Once the sugar is fully dissolved, remove the pan from the heat and mix in ⅓ cup of plain flour, ⅓ cup of cocoa (not drinking chocolate!), ½ tsp of baking powder and 3 eggs. If you are doing this by hand (which I did, for a change!) it will pay to give the eggs a light beating before mixing them in. The mixture will look very very loose – but don’t be alarmed, keep beating and it will thicken up as the chocolate cools and the eggs get incorporated.
Pour the brownie mix into the prepared baking tin.
Now, for your cream cheese topping. The original recipe calls for a branded light, spreadable, cream cheese. Normally, I eschew anything dairy that’s “light” but because cream cheese can be very stiff I did actually buy the spreadable light cream cheese*. Mix 250g of the cream cheese with 1 egg and ¼ cup of caster sugar. I actually found this made too much topping – it’s a shame it’s not possible to halve an egg!
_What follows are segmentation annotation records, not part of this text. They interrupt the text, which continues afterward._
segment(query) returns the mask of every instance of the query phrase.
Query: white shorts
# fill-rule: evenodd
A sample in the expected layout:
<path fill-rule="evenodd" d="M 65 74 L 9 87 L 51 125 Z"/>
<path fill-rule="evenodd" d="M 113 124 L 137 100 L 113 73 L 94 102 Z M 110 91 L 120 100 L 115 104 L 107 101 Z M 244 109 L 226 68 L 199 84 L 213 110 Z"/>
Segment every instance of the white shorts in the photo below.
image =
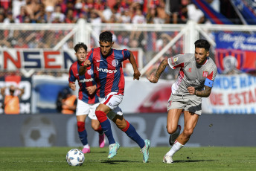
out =
<path fill-rule="evenodd" d="M 123 112 L 118 106 L 123 100 L 122 94 L 117 94 L 115 92 L 111 92 L 104 98 L 99 97 L 99 100 L 100 104 L 104 104 L 112 109 L 107 114 L 107 116 L 110 120 L 114 119 L 116 114 L 120 116 L 123 115 Z"/>
<path fill-rule="evenodd" d="M 77 99 L 76 115 L 80 116 L 88 114 L 91 120 L 97 120 L 95 115 L 95 109 L 99 104 L 100 103 L 88 104 L 81 100 Z"/>

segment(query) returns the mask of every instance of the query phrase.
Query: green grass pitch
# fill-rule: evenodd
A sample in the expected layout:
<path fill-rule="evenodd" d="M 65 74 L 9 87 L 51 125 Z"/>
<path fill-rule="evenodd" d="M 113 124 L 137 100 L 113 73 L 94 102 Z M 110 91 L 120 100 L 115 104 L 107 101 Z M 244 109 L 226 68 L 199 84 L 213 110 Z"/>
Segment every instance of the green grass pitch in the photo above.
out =
<path fill-rule="evenodd" d="M 74 147 L 77 148 L 77 147 Z M 151 147 L 147 164 L 138 147 L 121 147 L 107 159 L 108 147 L 91 148 L 81 167 L 71 167 L 65 155 L 72 147 L 1 147 L 0 170 L 256 170 L 256 147 L 186 147 L 162 163 L 170 147 Z"/>

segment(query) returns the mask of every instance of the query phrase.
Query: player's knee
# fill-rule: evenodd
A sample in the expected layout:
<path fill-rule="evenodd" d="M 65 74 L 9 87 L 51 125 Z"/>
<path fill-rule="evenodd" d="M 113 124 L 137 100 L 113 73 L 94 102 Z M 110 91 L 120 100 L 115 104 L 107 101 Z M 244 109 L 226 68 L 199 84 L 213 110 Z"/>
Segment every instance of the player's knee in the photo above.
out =
<path fill-rule="evenodd" d="M 127 127 L 127 122 L 125 121 L 125 120 L 116 120 L 115 124 L 120 129 L 124 129 Z"/>
<path fill-rule="evenodd" d="M 183 134 L 188 137 L 190 138 L 191 135 L 193 134 L 193 129 L 184 129 Z"/>
<path fill-rule="evenodd" d="M 100 123 L 93 123 L 92 122 L 92 124 L 91 124 L 91 127 L 95 130 L 97 130 L 97 129 L 99 128 L 99 126 L 100 126 Z"/>
<path fill-rule="evenodd" d="M 166 129 L 167 129 L 167 132 L 169 133 L 169 134 L 173 134 L 175 132 L 176 132 L 176 130 L 177 129 L 177 127 L 175 127 L 175 126 L 166 126 Z"/>
<path fill-rule="evenodd" d="M 82 132 L 86 129 L 86 123 L 77 121 L 77 129 L 78 132 Z"/>

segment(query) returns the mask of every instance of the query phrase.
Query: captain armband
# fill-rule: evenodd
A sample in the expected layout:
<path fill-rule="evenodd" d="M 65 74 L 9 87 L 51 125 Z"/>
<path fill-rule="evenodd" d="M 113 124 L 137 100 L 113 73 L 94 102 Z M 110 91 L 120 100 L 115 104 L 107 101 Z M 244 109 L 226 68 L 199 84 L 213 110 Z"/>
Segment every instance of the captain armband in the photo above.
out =
<path fill-rule="evenodd" d="M 208 87 L 212 87 L 214 85 L 214 81 L 206 78 L 205 81 L 205 86 L 208 86 Z"/>

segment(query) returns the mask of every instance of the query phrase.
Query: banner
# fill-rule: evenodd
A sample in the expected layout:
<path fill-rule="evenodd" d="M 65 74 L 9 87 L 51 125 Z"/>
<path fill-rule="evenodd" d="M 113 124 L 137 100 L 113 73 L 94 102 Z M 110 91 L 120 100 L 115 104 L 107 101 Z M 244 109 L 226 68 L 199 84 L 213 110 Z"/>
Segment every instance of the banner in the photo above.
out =
<path fill-rule="evenodd" d="M 0 88 L 6 87 L 5 94 L 9 94 L 9 87 L 14 86 L 24 88 L 24 94 L 20 98 L 19 107 L 21 114 L 31 113 L 31 78 L 21 77 L 17 75 L 9 75 L 0 77 Z M 14 95 L 18 95 L 15 91 Z M 4 97 L 0 94 L 0 106 L 4 103 Z M 4 109 L 0 107 L 0 114 L 4 114 Z"/>
<path fill-rule="evenodd" d="M 219 32 L 215 33 L 215 62 L 219 73 L 226 74 L 232 69 L 255 71 L 255 35 Z"/>
<path fill-rule="evenodd" d="M 202 112 L 256 114 L 256 77 L 220 75 L 208 98 L 202 98 Z"/>
<path fill-rule="evenodd" d="M 233 23 L 225 16 L 214 10 L 205 0 L 192 0 L 192 2 L 204 13 L 205 17 L 209 19 L 212 24 L 233 25 Z"/>
<path fill-rule="evenodd" d="M 132 48 L 139 68 L 143 67 L 143 51 Z M 54 51 L 51 49 L 2 49 L 0 50 L 0 70 L 25 69 L 65 69 L 77 60 L 73 49 Z M 128 60 L 127 62 L 128 62 Z M 124 68 L 127 67 L 124 63 Z"/>
<path fill-rule="evenodd" d="M 256 16 L 249 4 L 244 0 L 231 0 L 248 25 L 256 25 Z"/>

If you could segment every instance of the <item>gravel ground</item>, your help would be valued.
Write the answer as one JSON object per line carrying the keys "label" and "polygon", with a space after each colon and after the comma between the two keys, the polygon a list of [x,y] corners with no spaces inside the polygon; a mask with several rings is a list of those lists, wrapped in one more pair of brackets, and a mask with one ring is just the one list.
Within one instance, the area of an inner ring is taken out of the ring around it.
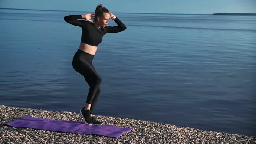
{"label": "gravel ground", "polygon": [[0,105],[0,144],[256,144],[256,137],[209,131],[164,123],[95,115],[107,124],[134,128],[118,139],[3,125],[26,116],[83,121],[79,113]]}

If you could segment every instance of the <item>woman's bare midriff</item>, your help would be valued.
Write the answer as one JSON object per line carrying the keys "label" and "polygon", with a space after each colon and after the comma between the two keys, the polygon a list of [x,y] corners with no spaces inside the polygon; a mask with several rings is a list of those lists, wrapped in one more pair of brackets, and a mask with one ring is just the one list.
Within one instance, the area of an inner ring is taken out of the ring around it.
{"label": "woman's bare midriff", "polygon": [[96,51],[97,51],[97,46],[80,42],[79,49],[86,53],[94,55],[96,53]]}

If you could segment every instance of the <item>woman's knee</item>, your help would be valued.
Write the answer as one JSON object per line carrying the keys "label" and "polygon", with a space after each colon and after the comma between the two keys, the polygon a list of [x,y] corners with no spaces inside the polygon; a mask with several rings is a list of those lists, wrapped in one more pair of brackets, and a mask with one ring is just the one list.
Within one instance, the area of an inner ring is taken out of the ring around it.
{"label": "woman's knee", "polygon": [[102,82],[102,78],[100,76],[97,76],[96,77],[96,79],[95,80],[95,84],[96,85],[100,85]]}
Dollop generous spoonfuls of the cream cheese mix over the top of the brownie mix. I ended up with 6 or 7 large tablespoonful dollops. Take a knife, and use this to swirl the cream cheese topping through the brownie mix. I went the length of the tin followed by dragging the knife across the width. It’s up to you what you do though!
Finish by baking for 35-40 minutes (40 minutes in our oven), until cooked but still moist.
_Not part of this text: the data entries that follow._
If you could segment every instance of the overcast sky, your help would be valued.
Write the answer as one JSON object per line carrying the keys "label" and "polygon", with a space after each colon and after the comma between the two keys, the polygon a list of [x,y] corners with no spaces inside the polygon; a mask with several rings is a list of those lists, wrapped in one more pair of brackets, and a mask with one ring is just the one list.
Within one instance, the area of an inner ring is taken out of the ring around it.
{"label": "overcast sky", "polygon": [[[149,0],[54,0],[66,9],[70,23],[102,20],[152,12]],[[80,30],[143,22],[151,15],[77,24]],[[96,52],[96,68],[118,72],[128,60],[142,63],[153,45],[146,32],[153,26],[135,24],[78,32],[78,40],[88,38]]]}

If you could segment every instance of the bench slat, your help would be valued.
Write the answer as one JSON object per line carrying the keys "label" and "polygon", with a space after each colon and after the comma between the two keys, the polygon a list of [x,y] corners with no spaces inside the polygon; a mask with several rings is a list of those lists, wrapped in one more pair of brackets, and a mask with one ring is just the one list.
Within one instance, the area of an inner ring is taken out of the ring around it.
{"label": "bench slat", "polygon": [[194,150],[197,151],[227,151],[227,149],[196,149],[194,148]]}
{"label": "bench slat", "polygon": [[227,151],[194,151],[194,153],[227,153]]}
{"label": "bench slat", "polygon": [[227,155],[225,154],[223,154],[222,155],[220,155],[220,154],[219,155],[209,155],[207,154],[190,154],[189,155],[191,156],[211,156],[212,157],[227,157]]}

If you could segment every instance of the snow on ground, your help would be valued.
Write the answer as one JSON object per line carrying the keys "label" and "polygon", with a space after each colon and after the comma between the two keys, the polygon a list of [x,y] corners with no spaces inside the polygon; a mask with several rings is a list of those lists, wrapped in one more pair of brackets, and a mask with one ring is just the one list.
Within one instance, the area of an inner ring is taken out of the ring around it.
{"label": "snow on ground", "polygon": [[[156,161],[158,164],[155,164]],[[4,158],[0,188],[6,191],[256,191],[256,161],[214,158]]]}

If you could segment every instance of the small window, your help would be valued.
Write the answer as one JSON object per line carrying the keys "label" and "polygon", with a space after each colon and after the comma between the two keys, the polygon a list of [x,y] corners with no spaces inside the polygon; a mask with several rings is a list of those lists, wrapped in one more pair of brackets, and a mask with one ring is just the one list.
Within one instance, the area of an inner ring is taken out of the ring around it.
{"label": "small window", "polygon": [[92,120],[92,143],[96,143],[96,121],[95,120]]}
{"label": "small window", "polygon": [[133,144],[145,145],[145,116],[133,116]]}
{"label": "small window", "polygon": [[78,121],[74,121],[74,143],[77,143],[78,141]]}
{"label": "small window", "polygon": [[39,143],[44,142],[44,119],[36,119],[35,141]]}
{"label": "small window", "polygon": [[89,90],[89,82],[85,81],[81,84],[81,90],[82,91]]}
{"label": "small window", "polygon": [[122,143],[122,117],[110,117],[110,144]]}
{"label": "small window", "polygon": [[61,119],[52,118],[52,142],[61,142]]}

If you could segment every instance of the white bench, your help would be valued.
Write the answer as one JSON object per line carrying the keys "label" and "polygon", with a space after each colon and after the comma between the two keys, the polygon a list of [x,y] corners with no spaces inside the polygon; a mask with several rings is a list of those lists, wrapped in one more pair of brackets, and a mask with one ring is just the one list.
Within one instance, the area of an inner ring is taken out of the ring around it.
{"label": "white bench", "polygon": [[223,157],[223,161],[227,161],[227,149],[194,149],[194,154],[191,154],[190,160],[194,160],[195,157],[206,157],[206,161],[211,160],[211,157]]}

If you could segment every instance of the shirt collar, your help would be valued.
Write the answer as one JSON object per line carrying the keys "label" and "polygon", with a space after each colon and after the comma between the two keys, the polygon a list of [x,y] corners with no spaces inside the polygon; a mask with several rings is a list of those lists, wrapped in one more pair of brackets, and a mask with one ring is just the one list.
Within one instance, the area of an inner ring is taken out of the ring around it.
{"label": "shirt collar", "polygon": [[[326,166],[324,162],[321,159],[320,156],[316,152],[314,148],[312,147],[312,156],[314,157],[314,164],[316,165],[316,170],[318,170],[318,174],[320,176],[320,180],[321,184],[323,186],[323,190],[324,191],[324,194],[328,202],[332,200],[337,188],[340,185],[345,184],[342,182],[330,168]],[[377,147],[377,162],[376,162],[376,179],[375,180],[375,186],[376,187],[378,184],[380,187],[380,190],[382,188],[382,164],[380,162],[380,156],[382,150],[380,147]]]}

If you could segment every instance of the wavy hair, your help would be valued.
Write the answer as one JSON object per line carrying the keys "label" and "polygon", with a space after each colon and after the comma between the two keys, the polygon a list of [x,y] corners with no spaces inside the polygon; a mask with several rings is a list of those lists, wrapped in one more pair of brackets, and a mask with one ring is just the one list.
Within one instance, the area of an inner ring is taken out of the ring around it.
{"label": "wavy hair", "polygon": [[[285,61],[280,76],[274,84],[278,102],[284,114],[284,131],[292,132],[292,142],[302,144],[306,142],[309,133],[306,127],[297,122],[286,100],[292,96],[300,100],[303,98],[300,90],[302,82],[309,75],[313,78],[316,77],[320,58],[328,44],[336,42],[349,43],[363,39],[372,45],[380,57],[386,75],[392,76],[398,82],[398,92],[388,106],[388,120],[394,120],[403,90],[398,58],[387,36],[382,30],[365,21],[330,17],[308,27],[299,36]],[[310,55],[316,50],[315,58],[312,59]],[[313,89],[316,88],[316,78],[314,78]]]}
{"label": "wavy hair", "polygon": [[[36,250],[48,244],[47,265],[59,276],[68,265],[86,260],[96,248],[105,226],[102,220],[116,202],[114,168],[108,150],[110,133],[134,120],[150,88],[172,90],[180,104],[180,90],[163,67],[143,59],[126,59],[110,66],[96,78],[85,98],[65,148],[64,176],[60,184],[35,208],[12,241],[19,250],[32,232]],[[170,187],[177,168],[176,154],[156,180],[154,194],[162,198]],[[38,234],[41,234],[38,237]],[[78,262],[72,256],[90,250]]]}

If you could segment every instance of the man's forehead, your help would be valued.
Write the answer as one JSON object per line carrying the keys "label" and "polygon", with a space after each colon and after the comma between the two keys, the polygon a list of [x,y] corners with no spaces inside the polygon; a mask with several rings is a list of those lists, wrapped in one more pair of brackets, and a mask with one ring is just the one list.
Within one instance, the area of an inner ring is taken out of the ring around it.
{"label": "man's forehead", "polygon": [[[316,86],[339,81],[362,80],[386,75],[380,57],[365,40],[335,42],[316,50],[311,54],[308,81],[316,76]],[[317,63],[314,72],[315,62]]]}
Allow to cool before cutting into portions. The Everyday Gourmet recipe says it makes 24 but that would be 24 tiny brownies for chocolate hating, not hungry types! I say it makes about 12!
The brown sugar makes for a lovely depth of flavour, the brownies are fudgy, they look stunning and the topping makes a slightly tart counterpoint to the sweetness of the brownies.
Excellent stuff. Even if you don’t fancy fiddling with your favourite brownie recipe, just try adding the topping!
* I was relieved, after reading the ingredients, they actually seemed to be innocuous – quite often all manner of interesting additives are used to replicate the mouth feel and weight of the fat that has been removed.